Search code examples
androiddatabaseperformanceandroid-sqlitedatabase-performance

Improving Android SQLite query performance for relational tables


Scenario:

I am working with a what I think is a fairly large SQLite database (around 20 MB) in my Android app, which consists of around 50 tables.

Most of these tables are linked by foreign keys, and a lot of the time, I need to retrieve information from two or more tables at a time. To illustrate an example:

Table1:

Id  |  Name  |  Attribute1  |  Attribute2  |  ForeignKey

1   |  "Me"  |  SomeValue   |  AnotherVal  |     49
2   |  "A"   |     ...      |     ...      |     50
3   |  "B"   |              |              |     49

Table2:

Id  |  Attribute3  |  Attribute4  |  Attribute5

49  |   ThirdVal   |  FourthVal   |   FifthVal
50  |     ...      |     ...      |     ...

Sometimes, there are more than two tables that link together in this way. Almost all of the time, there are more columns than those presented above, and there are usually around 1000 rows.

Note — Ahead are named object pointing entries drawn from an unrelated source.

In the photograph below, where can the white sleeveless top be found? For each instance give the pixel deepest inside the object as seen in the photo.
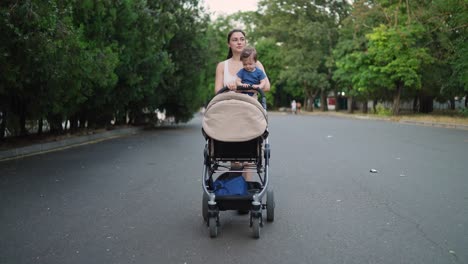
(228, 78)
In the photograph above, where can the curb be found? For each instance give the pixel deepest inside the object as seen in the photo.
(401, 121)
(65, 143)
(433, 124)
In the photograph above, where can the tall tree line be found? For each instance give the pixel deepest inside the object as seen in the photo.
(93, 61)
(362, 50)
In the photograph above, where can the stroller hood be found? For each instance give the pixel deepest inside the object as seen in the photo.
(234, 117)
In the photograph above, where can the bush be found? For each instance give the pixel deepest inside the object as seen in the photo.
(382, 110)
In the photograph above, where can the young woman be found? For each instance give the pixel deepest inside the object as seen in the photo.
(226, 70)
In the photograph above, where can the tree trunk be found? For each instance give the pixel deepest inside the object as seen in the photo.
(323, 101)
(452, 104)
(350, 104)
(415, 104)
(337, 102)
(396, 99)
(3, 123)
(23, 130)
(365, 108)
(40, 126)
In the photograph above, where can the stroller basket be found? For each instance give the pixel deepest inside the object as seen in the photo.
(236, 151)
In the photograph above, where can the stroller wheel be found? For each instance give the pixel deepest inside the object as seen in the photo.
(270, 206)
(256, 227)
(213, 225)
(205, 207)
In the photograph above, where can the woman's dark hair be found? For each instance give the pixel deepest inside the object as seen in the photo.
(229, 38)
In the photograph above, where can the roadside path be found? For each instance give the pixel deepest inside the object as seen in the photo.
(72, 141)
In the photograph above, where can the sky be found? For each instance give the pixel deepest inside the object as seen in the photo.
(226, 7)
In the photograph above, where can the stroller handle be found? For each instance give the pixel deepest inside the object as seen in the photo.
(250, 88)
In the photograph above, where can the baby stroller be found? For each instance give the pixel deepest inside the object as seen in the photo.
(236, 133)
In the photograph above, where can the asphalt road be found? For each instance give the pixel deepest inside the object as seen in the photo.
(137, 199)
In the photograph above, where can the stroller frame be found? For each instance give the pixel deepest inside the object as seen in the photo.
(224, 157)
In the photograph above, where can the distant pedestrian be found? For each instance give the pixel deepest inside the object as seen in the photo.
(293, 107)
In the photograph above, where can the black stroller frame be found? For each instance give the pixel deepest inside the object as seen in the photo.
(221, 158)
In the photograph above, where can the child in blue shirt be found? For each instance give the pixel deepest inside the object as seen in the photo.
(250, 74)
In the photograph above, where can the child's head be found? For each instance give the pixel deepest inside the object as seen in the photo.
(249, 58)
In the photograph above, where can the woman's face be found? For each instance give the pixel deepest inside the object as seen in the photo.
(237, 42)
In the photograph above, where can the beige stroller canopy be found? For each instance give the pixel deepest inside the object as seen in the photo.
(234, 117)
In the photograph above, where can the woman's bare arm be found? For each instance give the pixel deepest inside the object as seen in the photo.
(219, 83)
(267, 81)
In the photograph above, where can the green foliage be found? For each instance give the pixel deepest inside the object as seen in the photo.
(381, 110)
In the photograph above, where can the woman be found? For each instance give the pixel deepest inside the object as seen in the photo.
(226, 71)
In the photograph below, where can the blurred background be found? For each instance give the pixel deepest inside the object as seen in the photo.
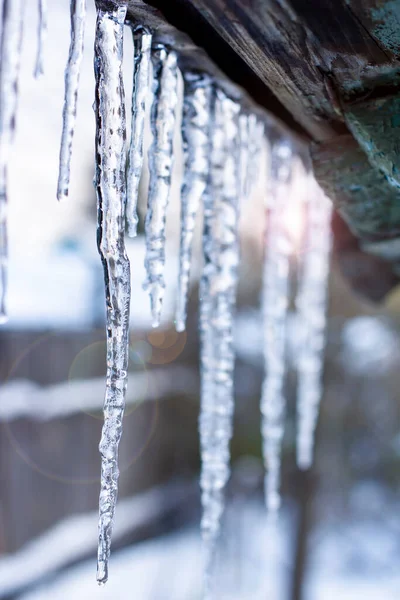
(339, 530)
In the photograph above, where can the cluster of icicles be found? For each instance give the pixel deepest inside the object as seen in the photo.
(223, 146)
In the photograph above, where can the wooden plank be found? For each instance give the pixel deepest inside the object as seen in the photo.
(312, 54)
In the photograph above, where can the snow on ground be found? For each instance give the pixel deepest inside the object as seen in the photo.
(355, 561)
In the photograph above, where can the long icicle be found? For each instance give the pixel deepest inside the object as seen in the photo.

My aim is to display a few of the attributes from the database as items in a RecyclerView, but I will need to use both tables to retrieve these attributes.


My method:

Currently, I am using the android-sqlite-asset-helper library to copy this database (.db extension) from the assets folder into the app. When I recorded the time for this copying to happen, it completed in 732 ms, which is fine.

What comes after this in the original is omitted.